Cela dit, j'ai conscience que le sentiment de culpabilité n'est pas simple, pas réductible au passage d'une classe sociale dans une autre. Je dirais qu'il est fait, en ce qui me concerne, de social, de familial, de sexuel et de religieux, en raison d'une enfance très catholique. Tout cela me devient clair, sans le rechercher, sans y accorder beaucoup d'intérêt, même. Ce qui compte, c'est l'intentionnalité d'un texte, qui n'est pas dans la recherche du moi ou de ce qui me fait écrire, mais dans une immersion dans la réalité supposant la perte du moi – laquelle, certes, est à mettre en relation avec le social, le sexuel, etc. ! – et une fusion dans le « on », le « nous ».

 

Je m'aperçois que je n'ai pas répondu à la question « Comment vous arrangez-vous avec le succès ? ». Je crois que je « m'arrange » en me sentant encore plus redevable de donner d'autres textes, d'écrire toujours, alors qu'en réalité, je le ferais de toute façon… Quant à l'argent que me rapportent mes livres – de façon inégale, à vrai dire – j'ai tendance à le voir comme un luxe, un gros lot immérité, simplement parce qu'il s'est toujours surajouté à mon traitement de prof et me permet donc de vivre plus largement que je ne l'aurais fait en travaillant seulement dans l'enseignement.
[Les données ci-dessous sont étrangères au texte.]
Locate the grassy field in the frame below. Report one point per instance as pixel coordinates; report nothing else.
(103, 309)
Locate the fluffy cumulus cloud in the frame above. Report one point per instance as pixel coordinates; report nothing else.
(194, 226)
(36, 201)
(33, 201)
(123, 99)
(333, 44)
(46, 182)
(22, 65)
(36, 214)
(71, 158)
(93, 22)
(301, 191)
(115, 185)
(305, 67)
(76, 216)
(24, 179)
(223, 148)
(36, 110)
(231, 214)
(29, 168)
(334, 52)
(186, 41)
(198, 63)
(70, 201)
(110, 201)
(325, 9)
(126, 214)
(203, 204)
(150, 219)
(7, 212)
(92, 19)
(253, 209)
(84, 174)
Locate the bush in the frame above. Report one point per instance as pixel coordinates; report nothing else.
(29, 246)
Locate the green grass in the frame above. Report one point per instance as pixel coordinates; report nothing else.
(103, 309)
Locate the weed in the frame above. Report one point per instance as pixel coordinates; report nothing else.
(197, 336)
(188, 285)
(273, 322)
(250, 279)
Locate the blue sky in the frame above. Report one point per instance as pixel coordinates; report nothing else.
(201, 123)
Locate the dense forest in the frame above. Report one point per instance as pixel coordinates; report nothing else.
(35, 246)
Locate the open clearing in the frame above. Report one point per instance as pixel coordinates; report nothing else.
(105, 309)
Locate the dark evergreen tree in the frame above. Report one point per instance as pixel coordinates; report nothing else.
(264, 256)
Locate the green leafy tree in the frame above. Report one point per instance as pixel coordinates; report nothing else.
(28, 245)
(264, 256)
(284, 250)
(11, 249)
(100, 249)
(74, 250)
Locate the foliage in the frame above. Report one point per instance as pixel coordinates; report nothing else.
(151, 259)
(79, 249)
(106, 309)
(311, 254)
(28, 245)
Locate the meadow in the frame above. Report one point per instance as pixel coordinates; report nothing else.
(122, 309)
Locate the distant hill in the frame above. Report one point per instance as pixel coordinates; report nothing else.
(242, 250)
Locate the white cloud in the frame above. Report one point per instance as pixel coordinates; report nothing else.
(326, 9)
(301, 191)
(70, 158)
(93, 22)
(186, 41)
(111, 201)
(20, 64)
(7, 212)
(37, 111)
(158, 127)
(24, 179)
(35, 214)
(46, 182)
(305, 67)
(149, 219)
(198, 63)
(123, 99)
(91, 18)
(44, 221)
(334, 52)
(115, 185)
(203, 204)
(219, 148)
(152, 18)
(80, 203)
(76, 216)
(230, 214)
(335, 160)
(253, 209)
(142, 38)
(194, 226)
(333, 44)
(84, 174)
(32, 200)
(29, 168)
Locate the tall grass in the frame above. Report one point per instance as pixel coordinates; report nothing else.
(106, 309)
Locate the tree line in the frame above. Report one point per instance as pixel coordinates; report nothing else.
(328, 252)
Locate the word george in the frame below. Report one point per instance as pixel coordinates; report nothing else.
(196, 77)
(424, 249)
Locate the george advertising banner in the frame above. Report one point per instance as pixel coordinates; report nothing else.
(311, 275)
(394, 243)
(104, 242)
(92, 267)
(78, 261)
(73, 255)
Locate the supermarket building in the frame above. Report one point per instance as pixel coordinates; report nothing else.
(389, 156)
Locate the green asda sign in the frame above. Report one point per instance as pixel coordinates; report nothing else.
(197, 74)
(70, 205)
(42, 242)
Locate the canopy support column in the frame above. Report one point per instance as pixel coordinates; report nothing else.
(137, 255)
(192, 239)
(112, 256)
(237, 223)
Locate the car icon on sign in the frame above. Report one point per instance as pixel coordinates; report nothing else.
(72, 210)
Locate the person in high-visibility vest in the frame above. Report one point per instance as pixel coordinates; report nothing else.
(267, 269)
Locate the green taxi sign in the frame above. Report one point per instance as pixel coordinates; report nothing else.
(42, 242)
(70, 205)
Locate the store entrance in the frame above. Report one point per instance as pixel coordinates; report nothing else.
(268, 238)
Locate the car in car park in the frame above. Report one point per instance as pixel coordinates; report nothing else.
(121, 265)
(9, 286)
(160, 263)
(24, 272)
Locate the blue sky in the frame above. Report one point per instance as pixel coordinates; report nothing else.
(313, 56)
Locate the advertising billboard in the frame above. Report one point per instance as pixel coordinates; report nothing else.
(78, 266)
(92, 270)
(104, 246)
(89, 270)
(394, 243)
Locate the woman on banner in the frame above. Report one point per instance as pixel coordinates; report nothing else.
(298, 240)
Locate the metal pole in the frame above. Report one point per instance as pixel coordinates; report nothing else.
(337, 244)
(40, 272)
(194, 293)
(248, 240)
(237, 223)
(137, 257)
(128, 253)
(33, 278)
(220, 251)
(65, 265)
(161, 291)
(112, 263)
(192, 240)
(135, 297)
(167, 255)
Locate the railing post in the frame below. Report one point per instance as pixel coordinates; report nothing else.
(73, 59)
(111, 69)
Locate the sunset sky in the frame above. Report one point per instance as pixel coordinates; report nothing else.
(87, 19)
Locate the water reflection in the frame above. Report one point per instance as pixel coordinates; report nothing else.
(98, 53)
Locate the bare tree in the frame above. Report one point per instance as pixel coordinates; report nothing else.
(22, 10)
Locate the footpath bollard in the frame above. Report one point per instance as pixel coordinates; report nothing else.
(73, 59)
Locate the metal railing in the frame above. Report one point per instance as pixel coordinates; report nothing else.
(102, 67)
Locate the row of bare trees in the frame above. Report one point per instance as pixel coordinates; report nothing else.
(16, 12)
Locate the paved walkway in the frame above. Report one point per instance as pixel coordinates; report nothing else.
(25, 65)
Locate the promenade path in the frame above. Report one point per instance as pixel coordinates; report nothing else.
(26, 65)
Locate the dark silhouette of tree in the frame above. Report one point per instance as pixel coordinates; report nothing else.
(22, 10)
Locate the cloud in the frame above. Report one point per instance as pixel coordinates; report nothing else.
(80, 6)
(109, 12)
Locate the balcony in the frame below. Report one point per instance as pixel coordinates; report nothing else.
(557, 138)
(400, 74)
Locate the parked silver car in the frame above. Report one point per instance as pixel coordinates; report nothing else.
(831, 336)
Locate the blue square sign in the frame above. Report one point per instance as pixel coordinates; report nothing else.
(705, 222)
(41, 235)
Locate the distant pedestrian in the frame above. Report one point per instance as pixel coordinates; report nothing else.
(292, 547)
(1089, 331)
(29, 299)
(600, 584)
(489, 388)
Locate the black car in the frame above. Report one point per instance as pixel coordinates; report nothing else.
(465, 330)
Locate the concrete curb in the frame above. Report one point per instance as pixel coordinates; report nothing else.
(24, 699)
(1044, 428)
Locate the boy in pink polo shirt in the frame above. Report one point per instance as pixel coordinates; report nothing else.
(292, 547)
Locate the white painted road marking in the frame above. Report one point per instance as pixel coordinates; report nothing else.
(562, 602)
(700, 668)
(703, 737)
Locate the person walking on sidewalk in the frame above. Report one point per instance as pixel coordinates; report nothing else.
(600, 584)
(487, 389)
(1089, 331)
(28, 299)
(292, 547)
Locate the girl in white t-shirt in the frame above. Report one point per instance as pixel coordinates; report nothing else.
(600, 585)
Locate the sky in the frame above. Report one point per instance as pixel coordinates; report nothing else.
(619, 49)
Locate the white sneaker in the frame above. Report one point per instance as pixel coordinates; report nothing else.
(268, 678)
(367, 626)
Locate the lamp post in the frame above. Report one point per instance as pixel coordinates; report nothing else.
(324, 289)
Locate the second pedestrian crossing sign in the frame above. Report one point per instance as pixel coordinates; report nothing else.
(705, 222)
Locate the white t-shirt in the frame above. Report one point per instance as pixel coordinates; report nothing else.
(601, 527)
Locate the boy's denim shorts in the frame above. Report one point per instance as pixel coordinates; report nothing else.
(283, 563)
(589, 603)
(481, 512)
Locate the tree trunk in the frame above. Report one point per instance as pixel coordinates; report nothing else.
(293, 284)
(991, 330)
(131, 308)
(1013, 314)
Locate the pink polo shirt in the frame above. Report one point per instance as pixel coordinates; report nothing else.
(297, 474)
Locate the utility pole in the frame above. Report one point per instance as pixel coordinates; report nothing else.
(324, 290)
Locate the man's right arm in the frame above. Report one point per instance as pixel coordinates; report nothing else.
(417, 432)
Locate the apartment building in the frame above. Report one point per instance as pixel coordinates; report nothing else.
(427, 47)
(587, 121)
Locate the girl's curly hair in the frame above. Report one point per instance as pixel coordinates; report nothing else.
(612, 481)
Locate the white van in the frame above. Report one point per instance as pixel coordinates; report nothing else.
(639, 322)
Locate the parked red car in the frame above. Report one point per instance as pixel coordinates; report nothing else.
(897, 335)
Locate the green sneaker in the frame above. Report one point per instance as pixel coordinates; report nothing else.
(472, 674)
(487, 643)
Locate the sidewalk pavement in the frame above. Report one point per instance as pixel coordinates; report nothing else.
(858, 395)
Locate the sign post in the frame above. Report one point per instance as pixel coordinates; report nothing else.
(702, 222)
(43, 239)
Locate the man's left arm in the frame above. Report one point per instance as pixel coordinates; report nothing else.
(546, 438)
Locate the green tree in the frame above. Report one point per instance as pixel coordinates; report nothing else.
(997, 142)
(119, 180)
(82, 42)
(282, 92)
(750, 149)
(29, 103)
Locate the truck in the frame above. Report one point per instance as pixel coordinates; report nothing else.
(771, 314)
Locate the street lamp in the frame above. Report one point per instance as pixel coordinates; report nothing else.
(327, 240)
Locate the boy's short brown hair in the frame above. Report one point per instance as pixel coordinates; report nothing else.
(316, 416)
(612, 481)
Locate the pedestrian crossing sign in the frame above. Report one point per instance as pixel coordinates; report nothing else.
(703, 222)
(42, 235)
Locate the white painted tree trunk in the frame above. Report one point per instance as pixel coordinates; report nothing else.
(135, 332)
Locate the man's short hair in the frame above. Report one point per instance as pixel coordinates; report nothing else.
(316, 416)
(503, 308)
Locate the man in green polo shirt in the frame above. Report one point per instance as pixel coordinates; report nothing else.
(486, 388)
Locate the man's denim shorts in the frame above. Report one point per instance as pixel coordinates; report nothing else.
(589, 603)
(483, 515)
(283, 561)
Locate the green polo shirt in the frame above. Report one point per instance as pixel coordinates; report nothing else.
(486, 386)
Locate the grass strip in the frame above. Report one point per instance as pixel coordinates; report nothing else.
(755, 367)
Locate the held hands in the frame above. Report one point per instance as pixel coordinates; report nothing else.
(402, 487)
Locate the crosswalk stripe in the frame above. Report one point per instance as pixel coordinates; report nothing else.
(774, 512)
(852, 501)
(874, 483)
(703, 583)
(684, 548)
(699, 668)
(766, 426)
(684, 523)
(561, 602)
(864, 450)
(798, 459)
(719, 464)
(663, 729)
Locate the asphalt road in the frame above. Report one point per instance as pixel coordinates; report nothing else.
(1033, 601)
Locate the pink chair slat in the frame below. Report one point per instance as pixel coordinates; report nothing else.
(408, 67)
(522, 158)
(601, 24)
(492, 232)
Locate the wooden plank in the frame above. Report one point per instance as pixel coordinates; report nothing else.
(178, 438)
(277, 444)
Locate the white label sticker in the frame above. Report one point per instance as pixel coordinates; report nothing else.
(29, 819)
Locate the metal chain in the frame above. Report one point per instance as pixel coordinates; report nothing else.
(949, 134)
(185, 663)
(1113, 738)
Or, il m'a été difficile, souvent douloureux, de mener de front l'enseignement et l'écriture, je ne devrais donc pas penser ainsi. Mais ce qu'il y a au fond de cette attitude, c'est l'impossibilité tenace en moi d'établir une relation entre le prix d'un livre, l'argent que représentent les exemplaires vendus et ce qu'il m'a coûté. Par rapport à ce que j'ai fait, c'est toujours à la fois trop et pas assez. Il n'y a pas de juste prix.